Бейся в грудь, впивайся кастетами (не твоими, взятыми тайком у отца, не твоего) в малахитовую грудь родного города, кричи не кричи — не дозовешься.

— Пульс, ишь чего захотел, пестрёныш, — говорит мне город голосом Бажова. 

— Почему пестрёныш? — спрашиваю я город.

А город отвечает: 

— Серой Шейки на тебя нет. Какой же ты стал бесчувственный в этой своей Москве, как бамбуковый коврик, с помощью которого можно свернуть ролл.

Я ничего не отвечаю, я мало что понимаю в литературе, путаюсь в текстах Бажова и Мамина-Сибиряка, потому что их не читаю. И до сих пор боюсь Огневушки-поскакушки. И тех ребят во дворе, которые говорили, что она потаскушка и вообще не огонь. 

В детстве я был уверен, что Бажов, Мамин и Сибиряк живут одной семьей, и Бажов в этой семье за старшего, потому что с бородой.

А вообще, это все неважно. Пульс у города есть, но не по мою честь.

Вспоминал день своего отъезда из Екатеринбурга. Сидел на чемоданах на дорожку (к вам подъехала белая Киа Рио, водитель Джафар), прямо как три сестры все разом, вместе, в одном флаконе. Но я уехал, а они нет. Но кто их знает. А вообще, я больше Ольга. Я — стоик и кладу все на алтарь, всхлипываю внутрь, застёгиваюсь на все пуговицы, и даже ту верхнюю, которую бы надо все-таки расстегнуть. Как ты там будешь, в Москве? Там ведь все нарастопашку (уральский диалект).

Два чемодана весом в тридцать два килограмма (лимит был тридцать, пропустили без доплаты, последний поцелуй на прощание от города). В одном чемодане — левое предсердие, в другом — правое.

А где желудочек? Где-то между. 

Об этом нужно писать книгу. Но зачем? Зачем брать с собой сердце родного города в чужой город? Пока ты летел, все эти два часа полёта на «Победе», сердце ныло, болело, даже останавливалось (показалось), а потом даже заводилось (снова показалось), это все твоё сердце, в груди малахитовой (пока), а то, другое — в чемоданы замурованное — не выдержало и сбежало из багажного отделения, когда шмонали багаж. А ты ведь даже и не заметил, что шмонали и что сбежало.

Зачем ему твоя Москва? Что оно там не видело?

Где запястье у Екатеринбурга,

чтобы нащупать его пульс?

Где твоя грудь драгоценная,

малахитовая, прежняя,

где оно все?

На Урале больше не существует малахитовых месторождений. Все камни везут из Африки.
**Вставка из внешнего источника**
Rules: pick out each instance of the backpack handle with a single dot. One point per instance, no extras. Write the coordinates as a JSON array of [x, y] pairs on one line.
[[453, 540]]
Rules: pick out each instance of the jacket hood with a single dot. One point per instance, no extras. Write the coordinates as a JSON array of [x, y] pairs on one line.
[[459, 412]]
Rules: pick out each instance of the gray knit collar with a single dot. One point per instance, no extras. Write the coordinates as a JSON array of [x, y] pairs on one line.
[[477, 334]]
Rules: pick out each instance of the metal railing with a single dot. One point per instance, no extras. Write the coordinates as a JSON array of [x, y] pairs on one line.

Я давно живу с этим.

Зачем-то придумал, что водителя такси звали Джафар (в переводе с арабского — райский ручей, источник). А машину не придумал. Курсив мой.

Бажов умер от рака в Москве в 1950 году. Не знал. Значит, он мог ездить на метро и так же, как и я, бояться удара турникета.
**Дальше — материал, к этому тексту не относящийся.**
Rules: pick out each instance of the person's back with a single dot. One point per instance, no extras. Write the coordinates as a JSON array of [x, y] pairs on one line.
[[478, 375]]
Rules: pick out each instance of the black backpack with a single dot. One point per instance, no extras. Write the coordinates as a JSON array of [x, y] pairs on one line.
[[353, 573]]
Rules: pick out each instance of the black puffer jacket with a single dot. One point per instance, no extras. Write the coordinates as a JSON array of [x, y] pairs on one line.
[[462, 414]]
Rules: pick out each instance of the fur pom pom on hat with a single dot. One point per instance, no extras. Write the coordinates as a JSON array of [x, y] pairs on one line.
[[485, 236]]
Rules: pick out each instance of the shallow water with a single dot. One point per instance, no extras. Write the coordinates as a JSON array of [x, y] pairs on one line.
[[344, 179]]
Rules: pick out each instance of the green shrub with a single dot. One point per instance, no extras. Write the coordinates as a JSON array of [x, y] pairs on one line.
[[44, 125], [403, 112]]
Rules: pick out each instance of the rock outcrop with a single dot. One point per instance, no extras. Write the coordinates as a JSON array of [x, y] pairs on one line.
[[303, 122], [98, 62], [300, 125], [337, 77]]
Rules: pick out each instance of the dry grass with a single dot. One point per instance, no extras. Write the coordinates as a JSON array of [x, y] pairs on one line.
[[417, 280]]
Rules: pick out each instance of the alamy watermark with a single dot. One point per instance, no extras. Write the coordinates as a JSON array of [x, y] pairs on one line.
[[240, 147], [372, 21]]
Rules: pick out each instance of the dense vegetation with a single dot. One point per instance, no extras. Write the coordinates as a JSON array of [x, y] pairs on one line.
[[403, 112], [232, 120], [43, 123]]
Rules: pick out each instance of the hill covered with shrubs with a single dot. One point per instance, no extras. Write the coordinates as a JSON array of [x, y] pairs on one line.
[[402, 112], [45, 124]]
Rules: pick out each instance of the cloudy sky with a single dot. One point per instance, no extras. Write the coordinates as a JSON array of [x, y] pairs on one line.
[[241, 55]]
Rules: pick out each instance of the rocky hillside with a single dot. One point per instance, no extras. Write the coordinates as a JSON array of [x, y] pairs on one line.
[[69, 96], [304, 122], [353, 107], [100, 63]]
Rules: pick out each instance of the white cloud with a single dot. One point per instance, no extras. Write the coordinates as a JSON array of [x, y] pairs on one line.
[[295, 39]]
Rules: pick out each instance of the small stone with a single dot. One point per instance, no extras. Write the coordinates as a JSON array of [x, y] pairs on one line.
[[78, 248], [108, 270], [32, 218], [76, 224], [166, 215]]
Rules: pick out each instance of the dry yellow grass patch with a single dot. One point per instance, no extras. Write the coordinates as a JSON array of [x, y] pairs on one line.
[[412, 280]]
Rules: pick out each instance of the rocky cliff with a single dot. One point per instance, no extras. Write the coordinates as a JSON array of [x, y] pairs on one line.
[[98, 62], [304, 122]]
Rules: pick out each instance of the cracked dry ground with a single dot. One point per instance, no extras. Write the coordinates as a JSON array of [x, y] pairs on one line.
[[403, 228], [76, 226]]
Мамин умер от плеврита в Санкт-Петербурге и не знал о смерти Бажова, потому что умер задолго до этого. Перечитать «Серую шейку», сегодня же, проверить, насколько все плохо.

А где Сибиряк? Умер? Что вы такое говорите. Типун вам на язык. Кто-нибудь его видел? Куда он опять за-пропасть-ился? Вот же его чемоданы стоят. Оба — его, не трогайте, он вернётся. Какая ещё примета? Нет, он все никак не уедет. Ольга? Какая Ольга? Да, она с ним. Но они уже не вместе. Давно. Темная история.

А Сибиряк где-то между. Там же, где и желудочек.  А вообще, об этом надо писать книгу.

И не по верхам щупать-нащупывать, а копать, и как можно глубже.